Vietnam has been looking for a counterbalance to its relationships with other countries. It previously bestowed the same level of relations on China and Russia. Elevating the U.S. to the same status suggests that Vietnam wants to hedge its friendships as U.S. and European companies look for alternatives to Chinese factories.

With China's economic slowdown and President Xi Jinping's consolidation of political power, Biden sees an opportunity to bring more nations — including Vietnam and Cambodia — into America's orbit.
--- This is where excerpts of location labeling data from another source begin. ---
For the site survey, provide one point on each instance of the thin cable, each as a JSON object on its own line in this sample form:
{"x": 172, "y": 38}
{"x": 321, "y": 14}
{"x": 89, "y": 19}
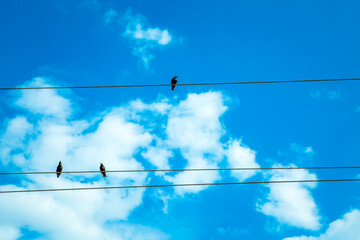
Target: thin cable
{"x": 177, "y": 185}
{"x": 183, "y": 170}
{"x": 181, "y": 84}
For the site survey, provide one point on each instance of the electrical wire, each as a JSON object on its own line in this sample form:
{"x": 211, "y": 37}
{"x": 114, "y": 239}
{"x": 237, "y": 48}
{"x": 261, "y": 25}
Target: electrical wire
{"x": 180, "y": 84}
{"x": 176, "y": 185}
{"x": 183, "y": 170}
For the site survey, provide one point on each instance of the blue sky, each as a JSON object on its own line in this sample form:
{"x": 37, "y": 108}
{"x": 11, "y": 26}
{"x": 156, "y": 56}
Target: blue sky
{"x": 91, "y": 42}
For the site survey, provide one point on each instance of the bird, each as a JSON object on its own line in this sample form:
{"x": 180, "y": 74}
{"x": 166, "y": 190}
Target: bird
{"x": 102, "y": 170}
{"x": 173, "y": 83}
{"x": 59, "y": 170}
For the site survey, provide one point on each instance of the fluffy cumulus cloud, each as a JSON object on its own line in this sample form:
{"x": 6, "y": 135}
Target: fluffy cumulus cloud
{"x": 144, "y": 38}
{"x": 123, "y": 137}
{"x": 346, "y": 228}
{"x": 241, "y": 156}
{"x": 291, "y": 203}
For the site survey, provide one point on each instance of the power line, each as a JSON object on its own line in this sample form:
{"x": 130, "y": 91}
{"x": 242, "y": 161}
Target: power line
{"x": 177, "y": 185}
{"x": 180, "y": 84}
{"x": 183, "y": 170}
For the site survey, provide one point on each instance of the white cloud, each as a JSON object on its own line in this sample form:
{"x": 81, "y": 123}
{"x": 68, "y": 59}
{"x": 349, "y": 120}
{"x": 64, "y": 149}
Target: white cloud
{"x": 302, "y": 150}
{"x": 194, "y": 127}
{"x": 346, "y": 228}
{"x": 240, "y": 156}
{"x": 144, "y": 38}
{"x": 117, "y": 138}
{"x": 13, "y": 138}
{"x": 46, "y": 102}
{"x": 291, "y": 203}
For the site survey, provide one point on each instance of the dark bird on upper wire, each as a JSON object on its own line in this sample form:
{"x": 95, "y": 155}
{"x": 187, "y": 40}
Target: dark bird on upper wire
{"x": 102, "y": 170}
{"x": 59, "y": 170}
{"x": 173, "y": 83}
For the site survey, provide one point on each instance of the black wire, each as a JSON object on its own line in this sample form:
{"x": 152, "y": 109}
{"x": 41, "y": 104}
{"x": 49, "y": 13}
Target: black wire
{"x": 182, "y": 84}
{"x": 177, "y": 185}
{"x": 183, "y": 170}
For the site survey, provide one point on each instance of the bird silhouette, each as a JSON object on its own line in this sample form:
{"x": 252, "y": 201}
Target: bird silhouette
{"x": 173, "y": 83}
{"x": 59, "y": 170}
{"x": 102, "y": 170}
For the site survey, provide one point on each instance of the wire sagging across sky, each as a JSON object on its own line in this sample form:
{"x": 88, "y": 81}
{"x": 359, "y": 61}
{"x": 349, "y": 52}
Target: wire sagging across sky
{"x": 177, "y": 185}
{"x": 185, "y": 170}
{"x": 181, "y": 84}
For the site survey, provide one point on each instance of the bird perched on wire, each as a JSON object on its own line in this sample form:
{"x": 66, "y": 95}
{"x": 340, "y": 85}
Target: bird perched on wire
{"x": 59, "y": 170}
{"x": 173, "y": 83}
{"x": 102, "y": 170}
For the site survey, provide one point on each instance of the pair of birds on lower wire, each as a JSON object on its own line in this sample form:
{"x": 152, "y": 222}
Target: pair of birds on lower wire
{"x": 59, "y": 169}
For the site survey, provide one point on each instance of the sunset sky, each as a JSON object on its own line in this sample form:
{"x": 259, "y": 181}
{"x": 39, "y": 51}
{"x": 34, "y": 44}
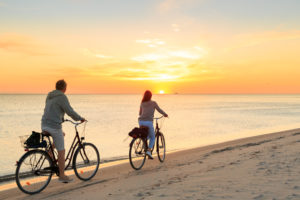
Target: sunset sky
{"x": 175, "y": 46}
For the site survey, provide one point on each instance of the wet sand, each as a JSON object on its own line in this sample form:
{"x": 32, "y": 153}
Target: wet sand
{"x": 260, "y": 167}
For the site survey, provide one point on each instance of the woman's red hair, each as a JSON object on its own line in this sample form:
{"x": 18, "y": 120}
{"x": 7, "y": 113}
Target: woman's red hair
{"x": 147, "y": 96}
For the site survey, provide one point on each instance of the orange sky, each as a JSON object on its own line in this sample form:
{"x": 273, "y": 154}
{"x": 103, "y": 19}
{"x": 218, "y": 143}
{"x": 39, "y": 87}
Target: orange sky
{"x": 172, "y": 45}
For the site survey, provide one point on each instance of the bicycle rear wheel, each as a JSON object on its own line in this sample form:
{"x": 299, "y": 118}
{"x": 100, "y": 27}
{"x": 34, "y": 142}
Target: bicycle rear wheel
{"x": 34, "y": 171}
{"x": 161, "y": 147}
{"x": 86, "y": 161}
{"x": 137, "y": 154}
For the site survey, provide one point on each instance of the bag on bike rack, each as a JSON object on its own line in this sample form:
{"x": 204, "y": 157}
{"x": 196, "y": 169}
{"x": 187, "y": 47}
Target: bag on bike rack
{"x": 33, "y": 140}
{"x": 139, "y": 132}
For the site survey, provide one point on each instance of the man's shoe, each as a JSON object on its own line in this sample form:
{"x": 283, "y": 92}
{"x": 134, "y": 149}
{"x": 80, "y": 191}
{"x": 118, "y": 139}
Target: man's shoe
{"x": 148, "y": 153}
{"x": 65, "y": 179}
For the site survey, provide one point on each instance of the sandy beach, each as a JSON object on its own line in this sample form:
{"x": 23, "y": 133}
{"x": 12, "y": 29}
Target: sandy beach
{"x": 260, "y": 167}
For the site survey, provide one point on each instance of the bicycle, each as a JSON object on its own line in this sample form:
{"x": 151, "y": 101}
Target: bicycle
{"x": 36, "y": 167}
{"x": 139, "y": 146}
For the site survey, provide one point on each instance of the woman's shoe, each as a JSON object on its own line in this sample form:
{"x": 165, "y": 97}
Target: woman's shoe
{"x": 148, "y": 153}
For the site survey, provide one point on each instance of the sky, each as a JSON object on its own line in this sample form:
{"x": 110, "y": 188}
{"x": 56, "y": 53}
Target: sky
{"x": 174, "y": 46}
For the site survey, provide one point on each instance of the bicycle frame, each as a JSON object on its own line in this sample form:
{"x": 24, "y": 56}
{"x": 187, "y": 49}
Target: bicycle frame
{"x": 76, "y": 142}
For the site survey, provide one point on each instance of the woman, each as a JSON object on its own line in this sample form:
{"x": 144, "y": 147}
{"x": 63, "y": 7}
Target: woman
{"x": 146, "y": 114}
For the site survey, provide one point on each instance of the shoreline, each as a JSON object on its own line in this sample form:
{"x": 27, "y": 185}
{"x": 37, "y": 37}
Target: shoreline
{"x": 111, "y": 178}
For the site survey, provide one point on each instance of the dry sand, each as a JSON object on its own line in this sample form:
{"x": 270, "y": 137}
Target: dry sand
{"x": 261, "y": 167}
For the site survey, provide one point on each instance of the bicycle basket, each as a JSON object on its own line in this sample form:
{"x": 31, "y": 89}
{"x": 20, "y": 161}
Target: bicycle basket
{"x": 139, "y": 132}
{"x": 33, "y": 140}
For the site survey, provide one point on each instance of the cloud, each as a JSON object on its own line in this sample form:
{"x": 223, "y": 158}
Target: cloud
{"x": 171, "y": 5}
{"x": 254, "y": 39}
{"x": 151, "y": 42}
{"x": 95, "y": 53}
{"x": 22, "y": 44}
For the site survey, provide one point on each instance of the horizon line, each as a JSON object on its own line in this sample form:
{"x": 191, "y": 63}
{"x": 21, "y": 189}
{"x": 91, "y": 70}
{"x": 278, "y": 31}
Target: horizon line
{"x": 19, "y": 93}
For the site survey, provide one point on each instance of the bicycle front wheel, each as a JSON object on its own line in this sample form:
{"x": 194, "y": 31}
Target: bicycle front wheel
{"x": 86, "y": 161}
{"x": 137, "y": 154}
{"x": 33, "y": 172}
{"x": 161, "y": 147}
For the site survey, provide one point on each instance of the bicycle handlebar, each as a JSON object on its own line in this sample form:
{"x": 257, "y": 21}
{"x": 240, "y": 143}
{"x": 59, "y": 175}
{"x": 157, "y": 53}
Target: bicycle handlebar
{"x": 73, "y": 122}
{"x": 158, "y": 117}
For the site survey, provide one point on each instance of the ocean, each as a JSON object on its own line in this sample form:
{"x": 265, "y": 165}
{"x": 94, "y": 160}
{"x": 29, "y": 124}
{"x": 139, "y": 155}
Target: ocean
{"x": 194, "y": 120}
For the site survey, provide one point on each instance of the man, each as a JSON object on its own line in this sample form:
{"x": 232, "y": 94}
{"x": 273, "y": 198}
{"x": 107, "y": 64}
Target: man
{"x": 57, "y": 104}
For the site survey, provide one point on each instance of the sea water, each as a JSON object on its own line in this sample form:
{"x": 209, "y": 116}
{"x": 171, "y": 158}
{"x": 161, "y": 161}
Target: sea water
{"x": 194, "y": 120}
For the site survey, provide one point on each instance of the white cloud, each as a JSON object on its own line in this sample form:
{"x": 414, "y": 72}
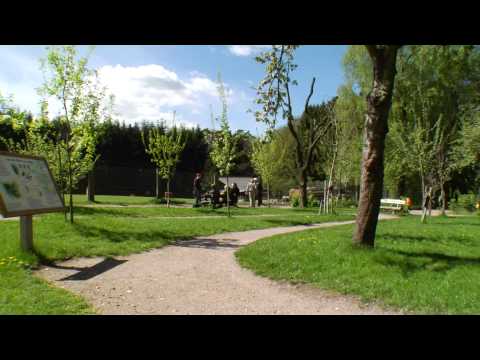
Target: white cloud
{"x": 247, "y": 50}
{"x": 151, "y": 92}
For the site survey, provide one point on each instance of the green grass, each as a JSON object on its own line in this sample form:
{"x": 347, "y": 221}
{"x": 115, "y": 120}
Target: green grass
{"x": 423, "y": 268}
{"x": 110, "y": 232}
{"x": 127, "y": 200}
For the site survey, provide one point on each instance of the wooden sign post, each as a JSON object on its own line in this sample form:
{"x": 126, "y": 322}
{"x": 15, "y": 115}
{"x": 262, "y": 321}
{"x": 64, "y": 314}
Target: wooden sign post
{"x": 27, "y": 187}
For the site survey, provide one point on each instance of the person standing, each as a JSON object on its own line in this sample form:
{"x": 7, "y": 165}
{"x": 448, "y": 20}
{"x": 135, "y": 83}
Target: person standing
{"x": 259, "y": 191}
{"x": 251, "y": 191}
{"x": 197, "y": 190}
{"x": 235, "y": 192}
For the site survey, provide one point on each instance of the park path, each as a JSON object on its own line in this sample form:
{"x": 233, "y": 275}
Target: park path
{"x": 199, "y": 276}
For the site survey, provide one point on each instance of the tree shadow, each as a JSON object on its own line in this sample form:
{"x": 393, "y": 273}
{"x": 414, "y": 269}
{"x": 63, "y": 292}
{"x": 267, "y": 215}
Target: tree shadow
{"x": 287, "y": 222}
{"x": 466, "y": 241}
{"x": 411, "y": 262}
{"x": 91, "y": 271}
{"x": 83, "y": 210}
{"x": 208, "y": 243}
{"x": 124, "y": 235}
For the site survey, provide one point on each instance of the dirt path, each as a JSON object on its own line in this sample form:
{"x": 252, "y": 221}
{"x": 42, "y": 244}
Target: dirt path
{"x": 199, "y": 276}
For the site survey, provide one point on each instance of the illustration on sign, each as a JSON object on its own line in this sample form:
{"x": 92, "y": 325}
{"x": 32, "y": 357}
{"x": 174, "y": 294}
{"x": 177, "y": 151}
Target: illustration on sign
{"x": 26, "y": 184}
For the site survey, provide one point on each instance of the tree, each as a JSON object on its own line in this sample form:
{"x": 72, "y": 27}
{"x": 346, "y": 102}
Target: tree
{"x": 164, "y": 150}
{"x": 69, "y": 80}
{"x": 273, "y": 94}
{"x": 265, "y": 161}
{"x": 379, "y": 101}
{"x": 223, "y": 143}
{"x": 434, "y": 84}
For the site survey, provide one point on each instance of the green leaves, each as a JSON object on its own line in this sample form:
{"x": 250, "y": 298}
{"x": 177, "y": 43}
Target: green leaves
{"x": 222, "y": 151}
{"x": 164, "y": 149}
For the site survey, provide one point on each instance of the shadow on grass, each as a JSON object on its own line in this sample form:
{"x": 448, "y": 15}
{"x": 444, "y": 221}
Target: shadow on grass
{"x": 411, "y": 262}
{"x": 403, "y": 238}
{"x": 99, "y": 211}
{"x": 91, "y": 271}
{"x": 288, "y": 222}
{"x": 124, "y": 235}
{"x": 208, "y": 243}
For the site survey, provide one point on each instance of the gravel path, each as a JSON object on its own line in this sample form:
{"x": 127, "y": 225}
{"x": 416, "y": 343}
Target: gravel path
{"x": 199, "y": 276}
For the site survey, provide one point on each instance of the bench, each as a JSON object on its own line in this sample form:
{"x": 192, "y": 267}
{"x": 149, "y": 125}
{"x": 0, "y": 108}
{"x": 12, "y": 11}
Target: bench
{"x": 392, "y": 204}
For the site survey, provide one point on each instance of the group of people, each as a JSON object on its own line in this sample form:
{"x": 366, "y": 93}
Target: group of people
{"x": 254, "y": 191}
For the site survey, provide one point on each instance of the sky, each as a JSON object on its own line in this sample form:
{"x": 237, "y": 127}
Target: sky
{"x": 151, "y": 82}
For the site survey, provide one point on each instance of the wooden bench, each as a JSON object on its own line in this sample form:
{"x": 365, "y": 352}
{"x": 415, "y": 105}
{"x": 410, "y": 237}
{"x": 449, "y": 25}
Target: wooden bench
{"x": 392, "y": 204}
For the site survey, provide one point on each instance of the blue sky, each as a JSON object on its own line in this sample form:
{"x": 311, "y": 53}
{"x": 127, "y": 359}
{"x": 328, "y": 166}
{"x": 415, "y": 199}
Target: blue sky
{"x": 150, "y": 82}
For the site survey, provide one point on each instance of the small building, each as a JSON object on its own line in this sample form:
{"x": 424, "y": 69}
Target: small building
{"x": 241, "y": 181}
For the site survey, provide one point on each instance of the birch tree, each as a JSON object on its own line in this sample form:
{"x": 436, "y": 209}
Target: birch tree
{"x": 222, "y": 151}
{"x": 165, "y": 150}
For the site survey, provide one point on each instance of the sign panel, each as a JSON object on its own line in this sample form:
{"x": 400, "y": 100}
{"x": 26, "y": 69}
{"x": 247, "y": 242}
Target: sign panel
{"x": 27, "y": 186}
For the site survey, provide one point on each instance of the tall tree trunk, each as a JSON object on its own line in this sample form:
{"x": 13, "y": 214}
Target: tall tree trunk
{"x": 376, "y": 127}
{"x": 91, "y": 186}
{"x": 325, "y": 199}
{"x": 268, "y": 195}
{"x": 303, "y": 189}
{"x": 157, "y": 185}
{"x": 168, "y": 192}
{"x": 228, "y": 198}
{"x": 443, "y": 197}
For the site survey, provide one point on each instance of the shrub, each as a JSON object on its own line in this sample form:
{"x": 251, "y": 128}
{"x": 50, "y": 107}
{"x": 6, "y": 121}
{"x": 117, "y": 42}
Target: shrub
{"x": 465, "y": 202}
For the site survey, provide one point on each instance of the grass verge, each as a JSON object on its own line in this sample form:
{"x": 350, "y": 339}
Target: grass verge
{"x": 110, "y": 232}
{"x": 424, "y": 268}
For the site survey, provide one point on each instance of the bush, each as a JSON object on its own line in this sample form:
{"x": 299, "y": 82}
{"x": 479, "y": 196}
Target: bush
{"x": 295, "y": 199}
{"x": 312, "y": 201}
{"x": 465, "y": 202}
{"x": 348, "y": 203}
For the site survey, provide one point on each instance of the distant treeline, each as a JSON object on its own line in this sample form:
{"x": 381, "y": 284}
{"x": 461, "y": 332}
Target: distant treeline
{"x": 120, "y": 144}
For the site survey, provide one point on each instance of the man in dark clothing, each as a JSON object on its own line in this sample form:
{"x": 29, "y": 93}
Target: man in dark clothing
{"x": 235, "y": 193}
{"x": 197, "y": 190}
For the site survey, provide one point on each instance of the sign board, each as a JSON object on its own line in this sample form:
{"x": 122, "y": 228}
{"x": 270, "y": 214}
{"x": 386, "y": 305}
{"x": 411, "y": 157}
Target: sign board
{"x": 27, "y": 186}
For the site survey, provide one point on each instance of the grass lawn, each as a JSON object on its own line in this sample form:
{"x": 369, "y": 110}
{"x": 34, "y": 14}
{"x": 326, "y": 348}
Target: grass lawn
{"x": 127, "y": 200}
{"x": 424, "y": 268}
{"x": 110, "y": 232}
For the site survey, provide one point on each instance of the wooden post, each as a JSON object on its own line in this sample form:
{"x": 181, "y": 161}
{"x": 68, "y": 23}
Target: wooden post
{"x": 26, "y": 233}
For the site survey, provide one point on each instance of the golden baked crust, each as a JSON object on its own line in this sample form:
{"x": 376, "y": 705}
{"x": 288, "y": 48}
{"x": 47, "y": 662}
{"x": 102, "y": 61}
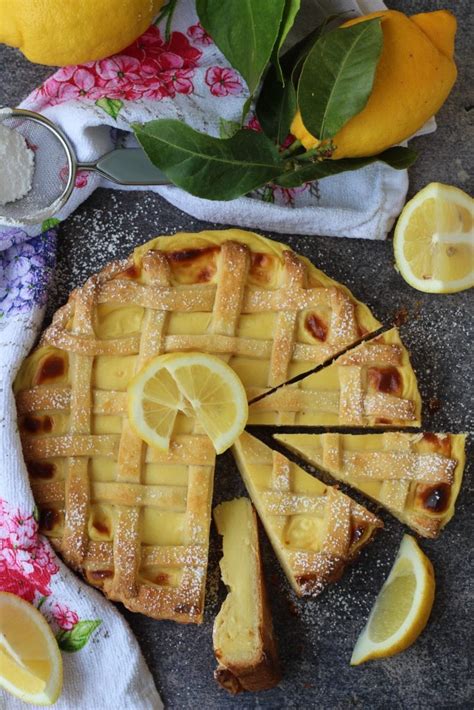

Biden arrived in Vietnam on Sunday and was welcomed with a pomp-filled ceremony outside the mustard-colored Presidential Palace. Scores of schoolchildren lined the steps waving small U.S. and Vietnam flags and Biden watched from an elevated review stand as high-stepping members of the military marched past. He and Trong met afterward Communist Party headquarters.

Both expressed happiness over seeing each other again after last meeting some eight years ago in Washington, said Biden, who then was vice president.

Trong sought to flatter Biden, who faces persistent questions at home about being 80 years old and running for reelection next year.

“You have nary aged a day, and I would say you look even better than before," Trong said. "I would say every feature of you Mr. President is complementing your image.” Biden chuckled.

Biden was given five draft deferments and was exempted from military service because he had asthma as a teenager.

Earlier Sunday, Jon Finer, Biden's chief deputy national security adviser, addressed reports that Vietnam was pursuing a deal to buy weapons from Russia, even as it sought deeper ties to the United States. Finer acknowledged Vietnam's lengthy military relationship with Russia and said the U.S. continues to work with Vietnam and other countries with similar ties to Russia to try to limit their interactions with a nation the U.S. accuses of committing war crimes and violating international law with its aggression in Ukraine.

U.S. trade with Vietnam has already accelerated since 2019. But there are limits to how much further it can grow without improvements to the country's infrastructure, its workers' skills and its governance. Nor has increased trade automatically put the Vietnamese economy on an upward trajectory.

Commerce Secretary Gina Raimondo said that the CEOs she talks with rank Vietnam highly as a place to diversify supply chains that before the pandemic had been overly dependent on China. Raimondo has been trying to broaden those supply chains through the Indo-Pacific Economic Framework, an initiative Biden launched last year.

“Whether it’s Vietnam or Malaysia, Indonesia, India, companies are really taking a hard look at those countries as places to do more business,” Raimondo said. “It is also true that they need to improve their workforce, housing, infrastructure and, I’d say, transparency in government operations.”

Vietnam's economic growth slipped during the first three months of 2023. Its exporters faced higher costs and weaker demand as high inflation worldwide hurt the market for consumer goods.

Still, U.S. imports of Vietnamese goods have nearly doubled since 2019 to $127 billion annually, according to the Census Bureau. It is unlikely that Vietnam, with its population of 100 million, can match the scale of Chinese manufacturing. In 2022, China, with 1.4 billion people, exported four times as many goods to the U.S. as did Vietnam.